1 All of your family are now U.S. citizens. Your children became citizens automatically when you and your wife obtained your citizenship statuses. The Child Citizenship Act (effective 2/27/01) allows automatic citizenship where one parent is a U.S. citizen and the child is under 18 at the time and fits within certain criteria. They do not need citizenship papers. As U.S. citizens, they are allowed to leave the U.S. for as long as they please so long as they do not renounce their U.S. citizenships or commit other expatriating acts such as assuming political office or taking high rank in the military of the other country.

2 Your children are already citizens. If they so desire, they can request certificates of citizenship from U.S.C.I.S. by filing Form N-600, but that is not necessary.

3 See answer 2.

Q&A 4.

Bringing a U.S. Citizen Child Back to the U.S. When the Parents are Illegal

Dong reader asks:

My husband and I have a U.S. born son, currently he resides in China with a relative. I now want to bring him back to the U.S. for schooling. But I heard since 9/06 when a child came back into the U.S. airport, his/her biological parent must pick up the child at the airport. Or else the person who brought in the child would be detained and the child would be under custody of the Child Services. My husband and I are illegal here and we do not have any identification. What should we do?

Dear reader:

We spoke with two officers of Customs and Border Protection (CBP) and one said that CBP expects a notarized letter in advance identifying the person picking up the child along with a copy of the proof of status of the parents. When asked about parents not having status, the officer said that there still should be a notarized letter preferably with some type of identification presented to the CBP in advance. On further pressing the officer of the situation if there was no identification, she said to present the notarized letter. She also said that if a flight is coming in on the weekend and if it has not been worked out with CBP in advance, the child would be sent to Child Services. An officer also stated that if the person bringing the child back is a relative, he/she could carry the letter and make arrangements with the airline.
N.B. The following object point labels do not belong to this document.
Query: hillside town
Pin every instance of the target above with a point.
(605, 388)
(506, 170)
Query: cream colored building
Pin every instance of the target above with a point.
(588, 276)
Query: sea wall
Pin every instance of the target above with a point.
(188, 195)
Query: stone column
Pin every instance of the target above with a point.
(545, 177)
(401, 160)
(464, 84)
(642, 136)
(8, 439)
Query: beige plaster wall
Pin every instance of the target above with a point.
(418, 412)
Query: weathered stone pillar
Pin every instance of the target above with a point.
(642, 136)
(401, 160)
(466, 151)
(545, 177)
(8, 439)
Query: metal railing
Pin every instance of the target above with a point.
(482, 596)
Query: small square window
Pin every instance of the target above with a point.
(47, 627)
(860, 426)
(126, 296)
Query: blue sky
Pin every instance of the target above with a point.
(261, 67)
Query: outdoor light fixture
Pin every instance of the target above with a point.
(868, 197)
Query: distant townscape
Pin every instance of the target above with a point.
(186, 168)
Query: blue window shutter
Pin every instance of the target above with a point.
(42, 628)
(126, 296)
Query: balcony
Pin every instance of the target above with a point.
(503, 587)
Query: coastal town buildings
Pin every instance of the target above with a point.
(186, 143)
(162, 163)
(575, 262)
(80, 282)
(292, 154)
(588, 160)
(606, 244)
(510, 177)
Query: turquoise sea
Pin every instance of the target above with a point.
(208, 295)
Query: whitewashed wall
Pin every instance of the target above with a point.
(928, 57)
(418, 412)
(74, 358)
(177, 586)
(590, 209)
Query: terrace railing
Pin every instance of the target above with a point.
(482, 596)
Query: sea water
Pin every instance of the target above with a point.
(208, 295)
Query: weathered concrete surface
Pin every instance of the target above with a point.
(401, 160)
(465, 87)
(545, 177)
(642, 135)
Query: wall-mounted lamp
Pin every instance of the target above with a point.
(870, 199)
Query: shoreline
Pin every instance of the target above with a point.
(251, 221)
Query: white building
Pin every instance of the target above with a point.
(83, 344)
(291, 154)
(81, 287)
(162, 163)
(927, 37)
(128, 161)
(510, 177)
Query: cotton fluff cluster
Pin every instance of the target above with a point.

The situation appears to be fairly fluid, so we would suggest the following even though these steps are by no means guaranteed to work out. Perhaps having a relative bring the child back in who has legal status, proof of relationship to the child's parents, speaks English well enough to answer questions and hail a cab and carrying a notarized letter by the parents with some ID of the parents would be acceptable. Or perhaps such a relative with the same qualifications and documentation might be able to pick up the child at the airport. Having a friend pick up the child at the airport would appear to be a less favorable choice. On the question of whether a person bringing in the child would be detained, one of the officers stated that the person bringing the child back should not be detained although he or she might be questioned.

We must warn readers, however, answers are not official responses of the agency.

 

Copyright © 2003-2007 Alan Lee, Esq.
The information provided here is of a general nature and may not apply to any particular set of facts or circumstances. It should not be construed as legal advice and does not constitute an engagement of the Law Office of Alan Lee or establish an attorney-client relationship.